The baby Pulcharia tugged at her father’s pants and grunted. She was more than ten months old, crawling and good-natured. They were seated around the table finishing their Moscow-style borscht of beet soup, tomatoes, cabbage, and a bit of ham. Sasha reached down to pick the baby up and smiled at his wife. She returned the smile without enthusiasm. Missing buses were not what she wished to be talking about. She wished her husband to address their forthcoming move, to tell his mother that she would not be moving with them. She knew his pain, but it had to be done, and putting it off would not make the task easier.

“So,” Lydia went on loudly, reaching over to pat her granddaughter’s head, “so the television would be filled with crime. What is so terrible about that? It’s better to see bald men reading the news and old men making speeches?”

“No one would watch,” said Sasha.

“Nonsense,” said Lydia. “They do in America. In America that’s all they do now, show pictures of murderers and the people watch and go out and drag the killers in. What are they showing here on television that’s better than murderers and bus thieves?”

Pulcharia leaned forward against her father and gave his neck a gentle, moist, and toothless bite.

“In any case,” Sasha went on, “we did find one bus driver who says he saw the missing bus heading away from the city, far off its route, a short time after it was reported missing.”

“Can we talk about something else?” Maya said softly, too softly for Lydia to hear.

“And no one else saw this?” Lydia asked, finishing her borscht. “Don’t let the baby chew on you. It will make her sick.”

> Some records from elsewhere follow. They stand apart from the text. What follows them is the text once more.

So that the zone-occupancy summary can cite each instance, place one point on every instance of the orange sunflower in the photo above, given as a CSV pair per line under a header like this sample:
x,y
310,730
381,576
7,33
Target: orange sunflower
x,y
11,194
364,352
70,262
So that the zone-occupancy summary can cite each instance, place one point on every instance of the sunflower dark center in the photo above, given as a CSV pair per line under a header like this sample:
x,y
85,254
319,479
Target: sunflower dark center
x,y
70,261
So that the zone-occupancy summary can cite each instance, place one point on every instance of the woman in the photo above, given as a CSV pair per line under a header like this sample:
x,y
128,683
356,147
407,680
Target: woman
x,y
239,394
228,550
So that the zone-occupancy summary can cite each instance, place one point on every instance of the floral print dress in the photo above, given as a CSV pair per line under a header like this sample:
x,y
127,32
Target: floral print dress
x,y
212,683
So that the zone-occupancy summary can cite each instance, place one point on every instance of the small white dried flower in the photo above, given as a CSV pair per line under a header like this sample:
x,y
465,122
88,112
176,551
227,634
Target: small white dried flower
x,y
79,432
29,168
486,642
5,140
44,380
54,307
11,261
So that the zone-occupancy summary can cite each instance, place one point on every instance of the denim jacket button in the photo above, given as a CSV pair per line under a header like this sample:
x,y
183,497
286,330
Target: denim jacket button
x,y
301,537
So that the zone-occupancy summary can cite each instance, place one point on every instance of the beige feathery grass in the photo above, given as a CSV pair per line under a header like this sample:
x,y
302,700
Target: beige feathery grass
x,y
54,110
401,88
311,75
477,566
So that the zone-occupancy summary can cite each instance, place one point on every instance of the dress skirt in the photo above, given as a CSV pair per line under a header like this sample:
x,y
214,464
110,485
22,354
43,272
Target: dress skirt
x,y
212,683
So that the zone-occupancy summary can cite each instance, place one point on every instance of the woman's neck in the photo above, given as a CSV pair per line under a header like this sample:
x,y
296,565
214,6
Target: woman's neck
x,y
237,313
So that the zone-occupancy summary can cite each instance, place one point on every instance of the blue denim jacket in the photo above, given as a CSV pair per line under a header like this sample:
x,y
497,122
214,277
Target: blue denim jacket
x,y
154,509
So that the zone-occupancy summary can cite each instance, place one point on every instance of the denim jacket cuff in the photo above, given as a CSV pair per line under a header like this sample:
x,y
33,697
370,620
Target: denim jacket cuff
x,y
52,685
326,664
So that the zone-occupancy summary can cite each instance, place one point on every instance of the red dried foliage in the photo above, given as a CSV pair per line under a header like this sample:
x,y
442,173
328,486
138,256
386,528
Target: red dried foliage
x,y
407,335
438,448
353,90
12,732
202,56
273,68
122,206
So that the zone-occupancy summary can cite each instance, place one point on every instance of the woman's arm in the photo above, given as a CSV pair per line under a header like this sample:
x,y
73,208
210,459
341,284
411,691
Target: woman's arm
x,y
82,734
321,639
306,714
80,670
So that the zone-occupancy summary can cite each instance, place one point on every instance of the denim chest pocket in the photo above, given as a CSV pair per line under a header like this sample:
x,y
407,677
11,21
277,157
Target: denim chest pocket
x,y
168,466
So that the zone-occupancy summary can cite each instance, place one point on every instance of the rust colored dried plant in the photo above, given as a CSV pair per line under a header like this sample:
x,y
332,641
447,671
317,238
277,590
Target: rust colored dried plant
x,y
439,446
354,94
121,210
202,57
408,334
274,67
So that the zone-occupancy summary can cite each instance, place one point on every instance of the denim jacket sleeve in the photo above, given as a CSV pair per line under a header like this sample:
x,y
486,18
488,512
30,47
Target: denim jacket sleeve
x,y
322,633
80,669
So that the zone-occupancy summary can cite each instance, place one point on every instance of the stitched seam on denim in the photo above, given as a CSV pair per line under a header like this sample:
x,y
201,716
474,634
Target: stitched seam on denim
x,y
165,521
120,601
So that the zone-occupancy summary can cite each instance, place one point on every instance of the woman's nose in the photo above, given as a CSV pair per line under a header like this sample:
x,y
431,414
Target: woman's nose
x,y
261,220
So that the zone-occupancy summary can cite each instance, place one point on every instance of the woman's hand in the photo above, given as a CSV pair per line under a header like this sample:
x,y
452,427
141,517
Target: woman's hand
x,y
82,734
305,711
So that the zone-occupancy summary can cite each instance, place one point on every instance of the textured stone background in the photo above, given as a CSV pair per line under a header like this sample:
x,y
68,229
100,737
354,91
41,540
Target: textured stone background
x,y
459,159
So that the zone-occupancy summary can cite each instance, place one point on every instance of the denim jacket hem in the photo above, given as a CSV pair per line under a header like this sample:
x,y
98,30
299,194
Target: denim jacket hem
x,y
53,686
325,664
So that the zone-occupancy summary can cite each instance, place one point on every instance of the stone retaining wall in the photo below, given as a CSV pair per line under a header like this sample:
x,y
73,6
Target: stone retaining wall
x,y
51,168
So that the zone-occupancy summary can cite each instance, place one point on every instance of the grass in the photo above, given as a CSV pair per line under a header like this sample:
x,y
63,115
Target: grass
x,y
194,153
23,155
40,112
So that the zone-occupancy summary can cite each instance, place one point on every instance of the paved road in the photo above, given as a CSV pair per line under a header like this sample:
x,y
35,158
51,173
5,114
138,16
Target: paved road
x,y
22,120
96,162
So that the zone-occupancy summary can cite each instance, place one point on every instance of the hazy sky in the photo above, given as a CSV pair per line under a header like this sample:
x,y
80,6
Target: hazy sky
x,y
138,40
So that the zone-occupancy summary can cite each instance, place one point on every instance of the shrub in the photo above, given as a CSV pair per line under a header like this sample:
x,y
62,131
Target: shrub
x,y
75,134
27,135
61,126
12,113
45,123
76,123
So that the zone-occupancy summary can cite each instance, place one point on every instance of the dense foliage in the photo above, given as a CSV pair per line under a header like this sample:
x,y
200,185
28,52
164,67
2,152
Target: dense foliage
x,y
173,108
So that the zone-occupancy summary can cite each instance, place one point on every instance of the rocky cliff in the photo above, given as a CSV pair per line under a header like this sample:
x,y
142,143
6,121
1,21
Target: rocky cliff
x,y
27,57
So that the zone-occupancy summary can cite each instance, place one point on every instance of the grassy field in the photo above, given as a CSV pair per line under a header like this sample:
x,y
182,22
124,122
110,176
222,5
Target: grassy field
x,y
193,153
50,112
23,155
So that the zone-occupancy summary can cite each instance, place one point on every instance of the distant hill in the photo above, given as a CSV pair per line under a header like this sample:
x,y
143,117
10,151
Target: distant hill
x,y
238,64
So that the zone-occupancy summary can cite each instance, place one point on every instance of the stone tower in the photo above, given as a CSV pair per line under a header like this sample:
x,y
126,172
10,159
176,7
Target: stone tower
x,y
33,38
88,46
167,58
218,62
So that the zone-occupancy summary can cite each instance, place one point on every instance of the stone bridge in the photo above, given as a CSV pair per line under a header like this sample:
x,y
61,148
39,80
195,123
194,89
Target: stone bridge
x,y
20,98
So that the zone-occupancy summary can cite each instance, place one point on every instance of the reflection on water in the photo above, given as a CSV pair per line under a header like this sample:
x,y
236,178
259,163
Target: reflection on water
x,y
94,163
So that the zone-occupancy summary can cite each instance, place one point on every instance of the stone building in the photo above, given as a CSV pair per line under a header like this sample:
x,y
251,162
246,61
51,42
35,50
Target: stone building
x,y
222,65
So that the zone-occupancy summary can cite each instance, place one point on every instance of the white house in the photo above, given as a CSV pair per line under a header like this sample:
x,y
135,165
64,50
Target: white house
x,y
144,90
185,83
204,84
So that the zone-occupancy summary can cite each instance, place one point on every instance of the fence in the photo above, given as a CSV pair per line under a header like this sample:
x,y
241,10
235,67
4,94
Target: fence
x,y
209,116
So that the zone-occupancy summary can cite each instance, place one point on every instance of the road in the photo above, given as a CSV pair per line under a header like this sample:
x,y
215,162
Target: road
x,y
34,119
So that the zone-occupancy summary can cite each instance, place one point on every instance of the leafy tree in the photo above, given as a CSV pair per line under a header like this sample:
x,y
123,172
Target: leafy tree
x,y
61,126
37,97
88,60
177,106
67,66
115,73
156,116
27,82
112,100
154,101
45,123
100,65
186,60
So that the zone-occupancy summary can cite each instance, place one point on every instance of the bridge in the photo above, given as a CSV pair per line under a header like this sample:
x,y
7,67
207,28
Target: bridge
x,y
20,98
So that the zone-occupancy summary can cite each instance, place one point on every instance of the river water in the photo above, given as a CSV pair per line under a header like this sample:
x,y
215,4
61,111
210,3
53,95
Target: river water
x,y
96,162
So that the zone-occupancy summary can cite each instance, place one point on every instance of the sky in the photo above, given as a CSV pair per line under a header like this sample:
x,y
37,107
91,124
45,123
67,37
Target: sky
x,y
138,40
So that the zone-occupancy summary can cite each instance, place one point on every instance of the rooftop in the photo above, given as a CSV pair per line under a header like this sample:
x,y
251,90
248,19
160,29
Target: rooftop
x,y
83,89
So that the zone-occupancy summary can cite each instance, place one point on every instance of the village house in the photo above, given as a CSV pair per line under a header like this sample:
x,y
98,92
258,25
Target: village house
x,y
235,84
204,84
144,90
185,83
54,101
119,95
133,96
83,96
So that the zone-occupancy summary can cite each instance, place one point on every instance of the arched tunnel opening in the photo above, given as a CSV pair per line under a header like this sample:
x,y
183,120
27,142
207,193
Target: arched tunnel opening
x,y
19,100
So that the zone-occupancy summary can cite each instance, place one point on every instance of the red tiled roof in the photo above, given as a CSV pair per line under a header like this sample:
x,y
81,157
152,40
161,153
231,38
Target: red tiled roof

Sasha sat the baby on his lap and whispered to her, “Krasee’v/aya doch,” beautiful daughter.

“A man reported having seen an old couple get off the bus in front of the park,” Sasha went on as the baby rubbed her eyes. “He didn’t exactly report it. We followed the bus route and found him on a bench, an old man himself. He thinks he knows the old couple but we couldn’t find them.”

“Television,” Lydia said. “You should put the baby to sleep. She’s tired.”